The result blends horror, dread and a deeply unnerving fear of the unknown.
"I just loved it," the Muriel's Wedding star says, "and then when I met Ari Aster, who wrote and directed Hereditary, he was just very clearly in control of what he was doing.
"He had such a vivid, strong, clear vision, and I felt very much like I could trust him.
"I had to be very vulnerable as an actor, and he was just so dedicated and aware of every single nuance in the movie and just completely married to the story.
"When you have a director like that, it makes you feel that you can try anything."
Some audiences have reacted so strongly to the film that there has even been crying and screaming in screenings, but all that is good news for Collette.
"It just means they're drawn into the story. With so many films, you are able to sit back and not be a part of it," she says
"The point of storytelling is to be able to be absorbed by it, and I guess that's happening successfully, so that's a great thing.
"But there are moments of levity in the film, and they come about naturally.
"I don't know whether Ari intended them, because we all played it completely straight, but maybe it was written in there.
"With the nervous anxiety of watching the movie, there are moments that rise to the surface where there's nervous chuckles, which is lovely to be a part of."
The reaction has been so positive that it has become that rare thing - a horror film generating Oscar buzz.
"It's really flattering," Collette says. "I'm just excited that people are excited about a movie and want to see it.
"As an actor, the experience for me is making it, and making the movie was perversely satisfying, as well as difficult and exhausting, so it's really lovely and gratifying that people are interested in it at all, let alone have that level of excitement about it."

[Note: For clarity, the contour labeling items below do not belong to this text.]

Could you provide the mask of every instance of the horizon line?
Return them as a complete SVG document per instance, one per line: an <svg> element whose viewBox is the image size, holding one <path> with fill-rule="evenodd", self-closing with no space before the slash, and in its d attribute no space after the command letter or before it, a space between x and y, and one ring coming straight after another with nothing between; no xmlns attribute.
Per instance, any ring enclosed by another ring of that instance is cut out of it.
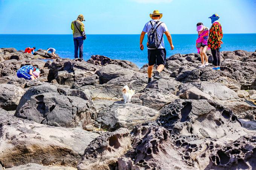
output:
<svg viewBox="0 0 256 170"><path fill-rule="evenodd" d="M256 33L226 33L224 34L256 34ZM140 34L87 34L87 35L140 35ZM197 34L171 34L171 35L196 35ZM72 35L72 34L1 34L0 33L0 35Z"/></svg>

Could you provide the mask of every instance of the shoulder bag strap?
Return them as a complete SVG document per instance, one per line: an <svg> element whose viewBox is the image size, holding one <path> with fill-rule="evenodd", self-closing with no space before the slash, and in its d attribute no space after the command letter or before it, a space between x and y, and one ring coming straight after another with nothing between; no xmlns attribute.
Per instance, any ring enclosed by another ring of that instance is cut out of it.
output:
<svg viewBox="0 0 256 170"><path fill-rule="evenodd" d="M160 25L163 23L162 22L160 22L160 23L157 26L157 27L155 28L155 29L156 30L157 28L158 28L158 27L160 26ZM162 41L162 39L163 39L163 34L162 34L162 37L161 38L161 39L160 40L160 42L161 42Z"/></svg>

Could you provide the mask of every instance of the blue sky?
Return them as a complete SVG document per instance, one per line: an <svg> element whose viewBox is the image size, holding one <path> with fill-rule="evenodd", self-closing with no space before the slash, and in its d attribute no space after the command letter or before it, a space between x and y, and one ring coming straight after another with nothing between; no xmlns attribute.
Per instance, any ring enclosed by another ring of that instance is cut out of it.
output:
<svg viewBox="0 0 256 170"><path fill-rule="evenodd" d="M224 33L256 33L255 0L0 0L0 34L72 34L83 14L88 34L139 34L154 9L172 34L196 33L220 16Z"/></svg>

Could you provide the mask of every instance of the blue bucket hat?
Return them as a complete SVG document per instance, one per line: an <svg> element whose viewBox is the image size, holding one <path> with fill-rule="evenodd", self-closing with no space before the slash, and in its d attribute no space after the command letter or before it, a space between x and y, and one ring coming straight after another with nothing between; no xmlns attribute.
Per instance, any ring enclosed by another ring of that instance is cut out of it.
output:
<svg viewBox="0 0 256 170"><path fill-rule="evenodd" d="M212 15L211 17L210 17L209 18L208 18L211 19L212 19L212 18L219 18L219 15L218 15L217 14L213 14Z"/></svg>

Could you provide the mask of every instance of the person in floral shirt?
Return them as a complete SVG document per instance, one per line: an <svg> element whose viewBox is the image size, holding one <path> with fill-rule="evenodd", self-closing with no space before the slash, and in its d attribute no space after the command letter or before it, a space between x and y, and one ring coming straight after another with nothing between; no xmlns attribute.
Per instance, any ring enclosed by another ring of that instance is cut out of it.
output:
<svg viewBox="0 0 256 170"><path fill-rule="evenodd" d="M221 44L223 43L221 39L223 36L223 34L221 25L218 21L219 18L219 15L216 14L209 17L212 20L212 25L210 29L207 44L209 48L211 49L213 57L212 64L214 65L214 67L213 69L214 70L220 70L219 63L221 55L219 48L221 48Z"/></svg>

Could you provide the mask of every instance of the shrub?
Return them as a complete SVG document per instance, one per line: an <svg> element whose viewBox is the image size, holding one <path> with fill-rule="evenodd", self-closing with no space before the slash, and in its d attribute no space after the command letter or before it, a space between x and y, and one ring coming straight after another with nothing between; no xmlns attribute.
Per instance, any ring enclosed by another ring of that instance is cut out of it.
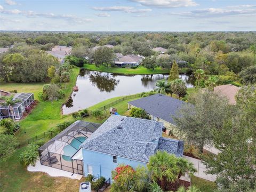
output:
<svg viewBox="0 0 256 192"><path fill-rule="evenodd" d="M102 187L105 180L106 179L105 178L101 177L95 182L92 182L92 189L98 191Z"/></svg>

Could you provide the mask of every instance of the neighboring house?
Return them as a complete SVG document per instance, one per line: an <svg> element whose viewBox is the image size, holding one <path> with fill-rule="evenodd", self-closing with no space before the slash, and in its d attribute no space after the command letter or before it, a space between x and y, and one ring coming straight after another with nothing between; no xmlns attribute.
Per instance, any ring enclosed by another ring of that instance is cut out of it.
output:
<svg viewBox="0 0 256 192"><path fill-rule="evenodd" d="M47 53L57 58L61 63L63 63L65 57L70 54L71 51L72 47L69 46L56 45Z"/></svg>
<svg viewBox="0 0 256 192"><path fill-rule="evenodd" d="M115 61L116 66L118 67L138 66L142 61L141 57L130 54L117 58Z"/></svg>
<svg viewBox="0 0 256 192"><path fill-rule="evenodd" d="M138 107L144 109L152 120L164 123L167 128L175 130L176 124L172 117L179 109L187 103L162 94L155 94L128 102L128 108Z"/></svg>
<svg viewBox="0 0 256 192"><path fill-rule="evenodd" d="M12 93L0 90L0 97L9 97L13 94L14 94L13 99L18 99L20 100L12 106L15 119L20 119L22 117L26 108L31 105L34 101L34 93ZM12 118L11 107L2 104L4 102L4 100L0 99L0 118Z"/></svg>
<svg viewBox="0 0 256 192"><path fill-rule="evenodd" d="M163 47L156 47L153 49L153 51L158 53L165 53L167 52L167 50Z"/></svg>
<svg viewBox="0 0 256 192"><path fill-rule="evenodd" d="M9 48L0 48L0 54L4 53L9 50Z"/></svg>
<svg viewBox="0 0 256 192"><path fill-rule="evenodd" d="M158 150L183 155L182 141L162 137L163 123L113 115L80 146L84 174L111 178L120 164L146 166Z"/></svg>
<svg viewBox="0 0 256 192"><path fill-rule="evenodd" d="M228 99L229 104L236 105L236 101L235 96L241 89L231 84L219 85L214 87L213 92L227 97Z"/></svg>

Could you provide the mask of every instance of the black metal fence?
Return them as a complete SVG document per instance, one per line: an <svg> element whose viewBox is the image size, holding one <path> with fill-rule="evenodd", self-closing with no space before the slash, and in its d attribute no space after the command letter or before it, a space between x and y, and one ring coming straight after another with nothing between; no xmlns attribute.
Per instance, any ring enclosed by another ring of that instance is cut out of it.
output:
<svg viewBox="0 0 256 192"><path fill-rule="evenodd" d="M134 95L130 95L125 96L125 97L124 97L123 98L122 98L121 99L119 99L115 101L111 102L111 103L107 104L107 105L105 105L102 107L101 107L97 109L105 110L106 109L107 109L107 108L109 108L111 106L113 106L117 104L117 103L119 103L122 101L123 101L124 100L136 98L138 98L138 97L140 97L141 95L141 94L139 93L139 94L134 94Z"/></svg>
<svg viewBox="0 0 256 192"><path fill-rule="evenodd" d="M141 95L141 93L135 94L133 94L133 95L127 95L127 96L124 97L122 98L119 99L118 99L116 101L111 102L110 102L108 104L107 104L107 105L105 105L102 107L101 107L98 108L97 109L101 110L105 110L106 109L108 109L108 108L110 108L110 107L113 106L115 105L116 105L117 103L119 103L119 102L122 102L124 100L130 99L132 99L132 98L135 99L135 98L138 98L138 97L140 97ZM89 113L90 113L90 114L91 115L92 111L89 111ZM20 147L26 146L26 145L27 145L28 144L30 144L31 142L37 141L38 140L42 140L43 139L47 139L47 139L50 139L52 138L52 137L53 137L52 135L52 133L51 132L43 132L43 133L42 133L41 134L39 134L33 137L32 138L27 139L26 140L20 142L19 143L18 146L18 148L20 148Z"/></svg>

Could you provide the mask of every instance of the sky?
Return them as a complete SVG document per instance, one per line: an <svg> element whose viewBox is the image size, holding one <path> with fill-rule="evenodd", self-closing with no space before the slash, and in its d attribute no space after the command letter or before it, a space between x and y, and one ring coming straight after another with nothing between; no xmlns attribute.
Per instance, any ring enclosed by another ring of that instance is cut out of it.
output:
<svg viewBox="0 0 256 192"><path fill-rule="evenodd" d="M0 30L256 30L256 0L0 0Z"/></svg>

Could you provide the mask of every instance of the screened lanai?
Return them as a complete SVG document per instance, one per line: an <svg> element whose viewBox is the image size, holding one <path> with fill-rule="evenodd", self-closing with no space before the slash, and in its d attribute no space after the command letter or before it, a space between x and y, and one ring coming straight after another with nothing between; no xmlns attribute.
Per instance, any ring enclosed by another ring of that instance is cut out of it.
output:
<svg viewBox="0 0 256 192"><path fill-rule="evenodd" d="M19 101L12 106L15 119L20 119L22 117L26 108L35 100L34 93L17 93L13 97L13 99ZM10 106L0 105L0 118L12 118L11 107L11 106Z"/></svg>
<svg viewBox="0 0 256 192"><path fill-rule="evenodd" d="M83 175L79 146L100 125L76 121L39 148L41 164Z"/></svg>

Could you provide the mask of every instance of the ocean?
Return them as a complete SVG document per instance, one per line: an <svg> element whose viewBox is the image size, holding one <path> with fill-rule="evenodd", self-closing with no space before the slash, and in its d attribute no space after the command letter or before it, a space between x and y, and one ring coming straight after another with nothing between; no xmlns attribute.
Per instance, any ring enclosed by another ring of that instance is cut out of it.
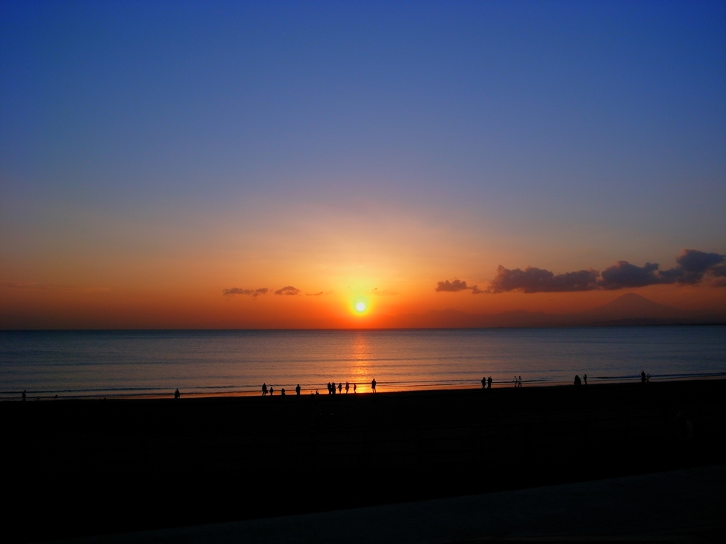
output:
<svg viewBox="0 0 726 544"><path fill-rule="evenodd" d="M0 331L0 398L379 391L726 375L726 327Z"/></svg>

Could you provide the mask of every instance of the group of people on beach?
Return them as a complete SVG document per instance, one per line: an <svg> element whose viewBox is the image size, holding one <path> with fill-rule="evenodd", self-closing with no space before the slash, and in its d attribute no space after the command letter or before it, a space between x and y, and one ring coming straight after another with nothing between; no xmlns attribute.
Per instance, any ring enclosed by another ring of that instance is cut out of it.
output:
<svg viewBox="0 0 726 544"><path fill-rule="evenodd" d="M350 390L350 389L351 389L351 384L348 383L346 381L346 395L348 394L348 391ZM353 392L354 393L356 392L356 389L357 389L357 386L356 386L356 384L354 383L353 384ZM340 383L338 384L338 394L343 393L343 382L340 382ZM327 394L329 395L334 395L334 394L335 394L335 382L334 382L334 381L329 381L327 383Z"/></svg>
<svg viewBox="0 0 726 544"><path fill-rule="evenodd" d="M491 385L492 385L492 378L490 377L489 378L489 386L490 387L491 387ZM370 389L374 393L375 393L375 386L376 386L376 381L375 381L375 378L374 378L373 381L371 381L371 383L370 383ZM334 395L334 394L335 394L335 390L338 389L338 394L342 394L343 388L345 388L345 389L346 389L346 394L348 394L348 393L351 390L351 384L350 384L350 383L346 381L346 385L343 386L343 382L341 381L341 382L340 382L336 386L335 385L335 382L334 382L334 381L329 381L327 383L327 394L329 395ZM358 390L358 385L356 383L353 383L353 392L354 393L356 393L357 390ZM299 397L301 391L301 389L300 388L300 384L298 383L297 386L295 388L295 394L298 397ZM268 394L269 394L269 395L272 397L274 392L274 389L272 388L272 386L270 386L269 388L268 389L267 383L263 383L262 384L262 396L263 397L266 397ZM176 390L176 393L174 394L174 398L175 399L177 398L176 395L177 395L178 393L179 393L179 389L177 389ZM284 387L280 389L280 394L282 396L283 396L283 397L285 396L285 388ZM318 393L317 389L316 389L314 393L313 393L312 391L311 391L311 394L316 394L317 395L317 394L319 394L319 393Z"/></svg>

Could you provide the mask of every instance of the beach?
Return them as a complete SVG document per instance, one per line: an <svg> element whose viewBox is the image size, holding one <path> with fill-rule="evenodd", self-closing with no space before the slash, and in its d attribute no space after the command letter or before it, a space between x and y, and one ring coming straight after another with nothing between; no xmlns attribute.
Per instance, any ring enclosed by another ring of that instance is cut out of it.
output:
<svg viewBox="0 0 726 544"><path fill-rule="evenodd" d="M717 464L725 393L708 380L1 402L7 519L34 541Z"/></svg>

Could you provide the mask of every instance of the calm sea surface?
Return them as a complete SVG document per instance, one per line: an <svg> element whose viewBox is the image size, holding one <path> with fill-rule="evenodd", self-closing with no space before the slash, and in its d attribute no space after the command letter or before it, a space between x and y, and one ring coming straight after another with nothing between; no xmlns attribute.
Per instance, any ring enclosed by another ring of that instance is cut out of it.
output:
<svg viewBox="0 0 726 544"><path fill-rule="evenodd" d="M0 397L326 392L726 375L726 327L0 332Z"/></svg>

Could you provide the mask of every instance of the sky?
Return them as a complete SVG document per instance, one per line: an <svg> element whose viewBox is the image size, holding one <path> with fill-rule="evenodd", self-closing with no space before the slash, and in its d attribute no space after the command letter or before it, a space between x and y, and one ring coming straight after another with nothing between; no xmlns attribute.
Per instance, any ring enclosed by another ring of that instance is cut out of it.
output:
<svg viewBox="0 0 726 544"><path fill-rule="evenodd" d="M1 328L722 312L725 255L726 3L0 0Z"/></svg>

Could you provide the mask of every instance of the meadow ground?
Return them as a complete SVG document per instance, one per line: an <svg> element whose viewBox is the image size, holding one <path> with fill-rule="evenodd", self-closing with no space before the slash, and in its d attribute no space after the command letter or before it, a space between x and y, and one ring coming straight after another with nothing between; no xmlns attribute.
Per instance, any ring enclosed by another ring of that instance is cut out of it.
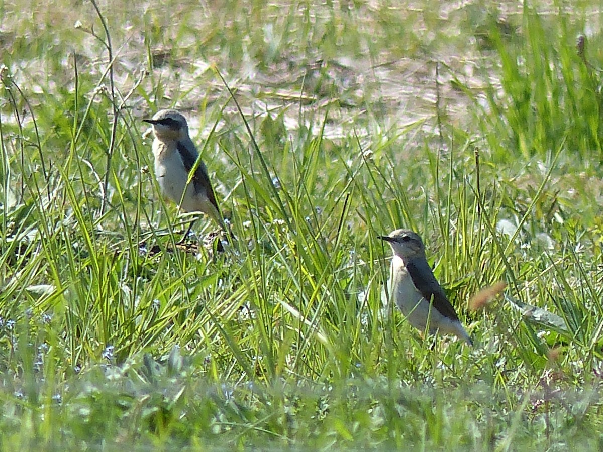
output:
<svg viewBox="0 0 603 452"><path fill-rule="evenodd" d="M127 3L0 2L2 450L601 449L599 7ZM402 227L475 347L385 307Z"/></svg>

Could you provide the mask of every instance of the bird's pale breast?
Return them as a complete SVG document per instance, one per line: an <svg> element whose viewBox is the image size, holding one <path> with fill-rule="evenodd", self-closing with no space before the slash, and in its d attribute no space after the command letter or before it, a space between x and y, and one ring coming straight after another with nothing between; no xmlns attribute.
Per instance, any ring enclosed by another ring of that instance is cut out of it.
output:
<svg viewBox="0 0 603 452"><path fill-rule="evenodd" d="M174 146L155 140L153 145L155 156L155 175L164 196L179 204L185 212L194 212L197 207L195 189L192 183L186 185L188 173L174 142ZM182 193L186 190L184 198ZM182 201L182 202L180 202Z"/></svg>

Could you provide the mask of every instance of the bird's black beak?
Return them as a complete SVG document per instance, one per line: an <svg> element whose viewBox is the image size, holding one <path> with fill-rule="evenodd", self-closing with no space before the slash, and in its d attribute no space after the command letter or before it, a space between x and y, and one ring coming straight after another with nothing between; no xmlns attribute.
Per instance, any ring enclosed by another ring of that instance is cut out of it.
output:
<svg viewBox="0 0 603 452"><path fill-rule="evenodd" d="M395 242L396 240L392 239L389 236L377 236L377 239L380 239L381 240L384 240L386 242Z"/></svg>

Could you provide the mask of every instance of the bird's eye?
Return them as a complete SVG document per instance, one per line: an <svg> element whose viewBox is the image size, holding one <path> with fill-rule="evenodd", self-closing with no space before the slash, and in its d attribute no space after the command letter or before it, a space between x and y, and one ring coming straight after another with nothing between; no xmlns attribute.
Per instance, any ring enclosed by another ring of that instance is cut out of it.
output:
<svg viewBox="0 0 603 452"><path fill-rule="evenodd" d="M161 124L173 129L180 128L180 123L171 118L165 118L161 120Z"/></svg>

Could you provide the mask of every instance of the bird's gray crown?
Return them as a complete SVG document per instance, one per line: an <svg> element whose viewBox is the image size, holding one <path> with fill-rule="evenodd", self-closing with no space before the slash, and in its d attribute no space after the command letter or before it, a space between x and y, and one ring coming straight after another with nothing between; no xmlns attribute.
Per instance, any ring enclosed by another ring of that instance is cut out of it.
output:
<svg viewBox="0 0 603 452"><path fill-rule="evenodd" d="M177 110L166 108L160 110L153 115L152 119L144 119L145 122L148 122L153 125L162 125L172 130L188 130L188 124L186 119L180 114Z"/></svg>

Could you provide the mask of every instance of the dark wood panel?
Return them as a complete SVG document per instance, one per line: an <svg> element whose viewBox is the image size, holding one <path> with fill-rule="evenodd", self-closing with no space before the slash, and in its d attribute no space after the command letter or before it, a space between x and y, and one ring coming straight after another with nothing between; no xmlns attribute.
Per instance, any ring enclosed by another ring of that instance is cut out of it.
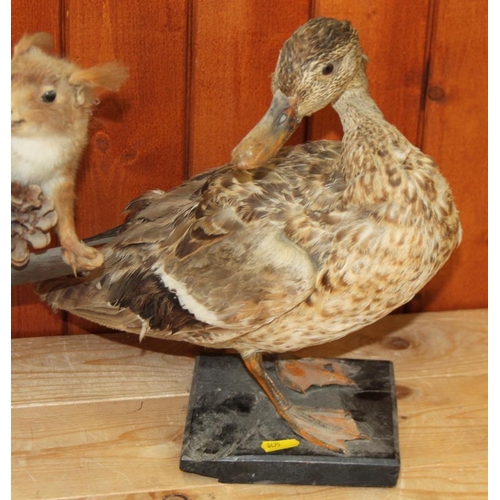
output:
<svg viewBox="0 0 500 500"><path fill-rule="evenodd" d="M13 0L11 8L11 45L24 33L46 31L54 37L55 49L61 50L61 2L62 0Z"/></svg>
<svg viewBox="0 0 500 500"><path fill-rule="evenodd" d="M60 0L11 2L11 45L24 33L46 31L54 37L56 53L61 51ZM32 285L11 288L11 332L13 337L61 335L63 313L54 314L40 302Z"/></svg>
<svg viewBox="0 0 500 500"><path fill-rule="evenodd" d="M317 0L314 16L347 19L365 54L370 92L386 119L416 143L424 77L429 0ZM339 139L342 127L328 107L311 118L310 139Z"/></svg>
<svg viewBox="0 0 500 500"><path fill-rule="evenodd" d="M309 17L309 1L194 2L190 173L229 161L271 103L283 42ZM289 143L303 142L304 127Z"/></svg>
<svg viewBox="0 0 500 500"><path fill-rule="evenodd" d="M485 0L436 2L423 149L451 184L464 233L411 311L488 304L487 8Z"/></svg>

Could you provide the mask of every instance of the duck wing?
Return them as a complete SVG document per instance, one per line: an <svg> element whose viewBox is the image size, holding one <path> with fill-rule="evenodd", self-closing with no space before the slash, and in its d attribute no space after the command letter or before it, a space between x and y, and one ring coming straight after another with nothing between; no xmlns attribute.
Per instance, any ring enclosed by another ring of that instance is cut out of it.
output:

It has already been a good year for thrillers and chillers, with A Quiet Place, directed by John Krasinski and starring his wife Emily Blunt, pulling in $300m at the global box office, with good reviews to boot.
There was also Steven Soderbergh's unsettling Unsane, starring The Crown's Claire Foy, and Ghost Stories, starring Martin Freeman and Paul Whitehouse.
If the world is a scary and uncertain place, why are audiences still flocking to see terrifying tales?
"Maybe because it's worse than reality?" Collette suggests."But I think this isn't a straight genre film. I think it's a combination of things, and I think that's probably something people are attracted to in this one. It's very much about a family that's grieving and there's a real honesty to it, as well as it being horrific."
That family is in fact inspired by Aster's own, who endured a string of trials over a gruelling three-year period.
"Things had gotten so relentlessly awful that the feeling prevailed that we basically must be cursed," he says.
"I'm always writing from a personal place, but I also love genre, and I'd never want to baldly dramatise any of the suffering that I or my family had gone through.
"By taking the idea of a family being cursed and then literalising that, I was able to put a lot of those feelings through a horror movie filter, where the canvas demands a high level of catharsis.
"If you're making a film about life being unfair, the horror genre is a very unique playground for that.
"It's this sort of perverse space where life's injustices are celebrated and even gloried in.
"This is a movie about inheritance - the notion of having no choice who your family is or what's in your blood. It's about the horror of being born into a situation over which you have no control. There's nothing more upsetting to me than the idea of being absolutely powerless."